I went to the State Fair for the first time in summer of 2009. The day was the kind of warm where your clothing stuck to your skin wherever the two met, made enjoyable only by the sights and sounds of every possible food you could imagine being deep fried. An energy drink had been my only real sustenance of the day, and normally that would have been fine, but on this particular day I passed out in the goat barn. It caused quite the spectacle. Bell ambulance showed up in a golf car and took my vitals, gave me and Capri Sun, and told me to take it easy the rest of the day. We went to one of the dining tents after and I devoured a grilled cheese, perplexed as to why I was suddenly so hungry. Writing it off as a side effect of my caffeine addiction, I never even told the husband.
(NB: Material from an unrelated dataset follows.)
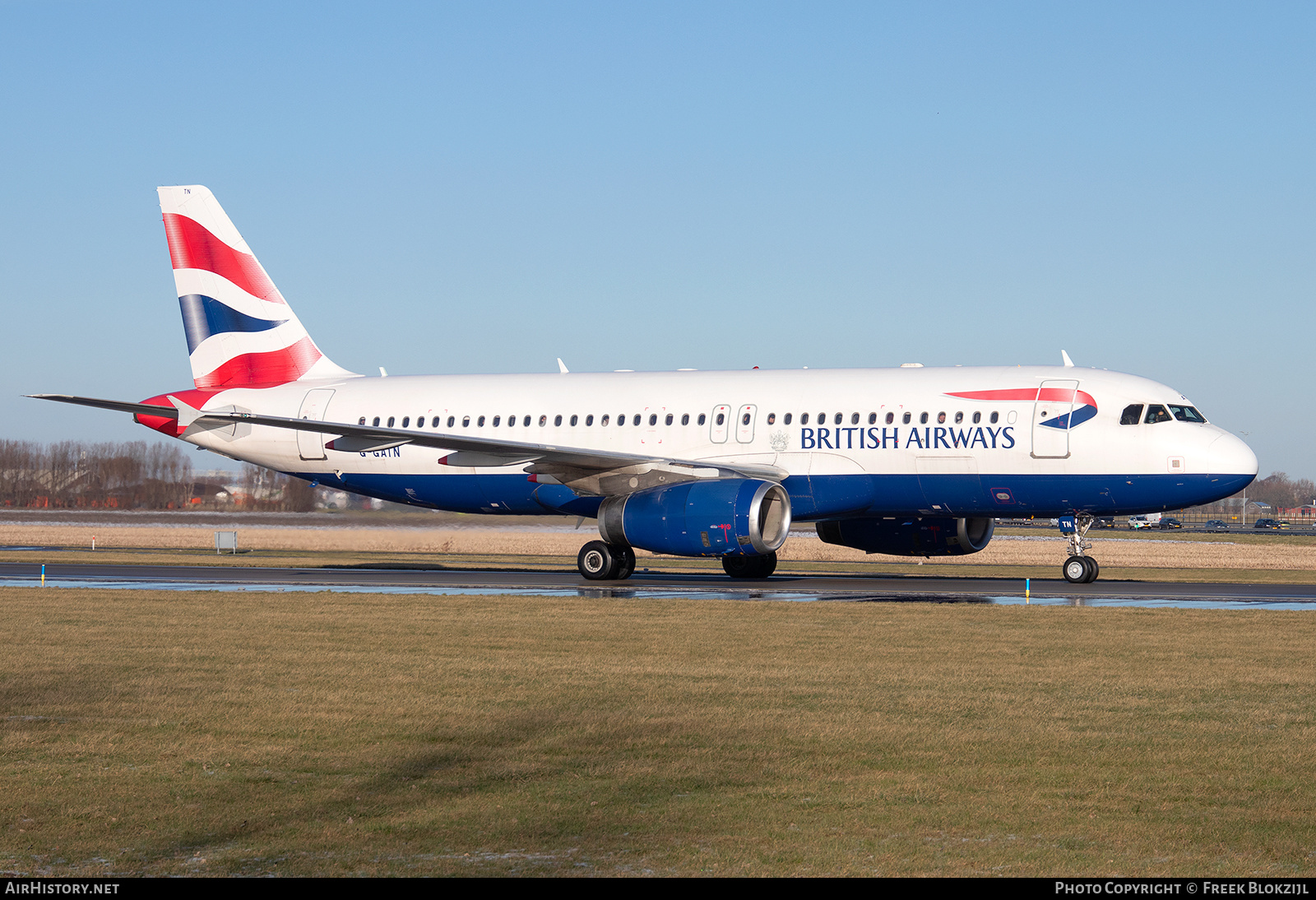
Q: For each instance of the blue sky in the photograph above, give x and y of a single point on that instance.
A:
(484, 187)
But a little whisper told me that passing out could mean something else. So a couple weeks later I went to Walmart and bought a two pack of pregnancy tests. Both were positive. I put them back in their wrappers and buried them in the Litter Genie under all the gross cat poop and went to go buy more tests. Two more boxes, to be precise. And I took test after test after test because I simply couldn’t believe I was actually pregnant. As I waited for them to reveal what I already knew, I wondered how to tell him. the husband. What to say.
I went down the hall from the bathroom to his office with a test in my pocket. Coming up behind him, I put my hands over his eyes. “Hi.”
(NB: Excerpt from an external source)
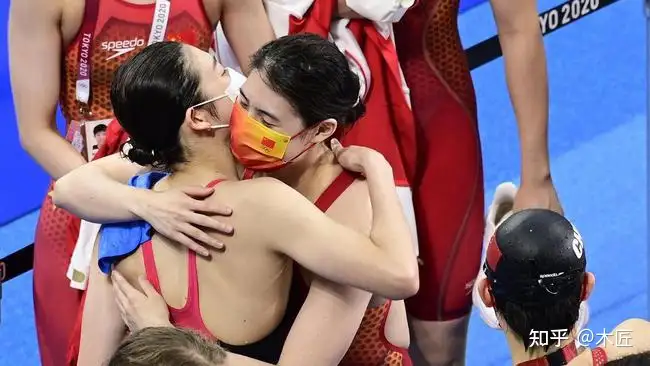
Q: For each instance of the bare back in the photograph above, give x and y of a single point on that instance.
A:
(353, 209)
(244, 290)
“Hey.” He spun his chair around to face me. “What’s up?”
I took the test out of my pocket and passed it to him. He looked from me to the stick and back again before passing it back. “No.”
I shook my head and leaned against the doorframe, slapping the test against my palms uncertainly as I pondered how to respond. “Yes,” was what I finally settled on.
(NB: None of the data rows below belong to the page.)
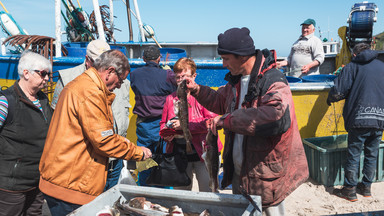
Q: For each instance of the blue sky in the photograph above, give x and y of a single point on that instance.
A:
(274, 24)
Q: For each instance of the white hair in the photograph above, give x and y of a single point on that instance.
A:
(32, 61)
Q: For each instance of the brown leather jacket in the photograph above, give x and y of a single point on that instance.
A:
(274, 161)
(80, 140)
“I don’t…” The husband’s gaze went almost longingly to his computer before looking at me again. “Our marriage isn’t that great, and I don’t really think this will fix that.”
“You don’t want this.” It wasn’t a question.
I was scared to let him know how much I did, scared to tell him it was baby, not a thing. I knew then that while I might be ready for a child, we weren’t ready. He would never be ready.
The first person I told, after the husband, was the person I’d gone to State Fair with. I called her from the line at the post office while I waited to send off a payment for a speeding ticket. She laughed and said she already had a good idea; we referenced the fair incident. By week thirteen, it seemed fairly safe to tell other people too. I kept working, adjusted to life as an expectant mother, and moved forward with life. It was conveniently the week I was scheduled for my “getting to know you” interview with the church choir. I used that interview to my advantage and told everyone; I was finally starting to get excited.
The husband just…didn’t seem as into the idea as I was. When I started looking through registries on various sites, figuring out all the different baby things we would need, he never helped. I registered for the things I thought we had the best chance of receiving, in a wide enough price range for our friends and family to pick and choose. I created a bookmarks folder on my laptop labelled “BABY STUFF!!!” and dumped all the awesome baby items I spotted into it. But every time I tried to show the husband, he didn’t look. There was always something else to take his attention, something with work or with a band or really, anything else. Everything out there in the universe took precedence over our family. Over me.
By the time I got home most nights, I was too tired after an entire day of work to do anything else. There was an expected chores list as prescribed by the husband: dishes, cooking, cleaning, vacuuming, anything pet related, and anything else he didn’t want to do. Things that didn’t get done: dishes, cleaning, and vacuuming. The cats were my first children, so I took care of them. I cooked because I was hungry, but I frequently complained in my head–not out loud, I didn’t dare–that he should cook for me once in a while. When the chores didn’t get done, the husband would make feel so inadequate I’d cry.
I once chucked a pillow at him and called him an asshole. I was, after all, growing a tiny human inside my body. We fought all the time. He’d accuse me of failing at housework; I’d remind him of my 45 to 50 hour work weeks and my need to sit down.
“Do you want to quit your job then? Is that what you’re saying?” He leaned on our breakfast bar and stared me down.
“I didn’t say that. I just said that I’m tired and need a little rest…”
“I do everything around here,” he insisted, “I pay the bills.”
That was literally all he did. He didn’t have a real job. I was the breadwinner. I also held our medical insurance policy. He was wrong, and he didn’t understand me at all.
I had one job. To grow that baby, to take care of it. And whenever the husband and I would fight, I’d stress that. So when the baby died, I dreaded making that phone call almost more than I grieved what I had lost. I didn’t want to tell him I had failed.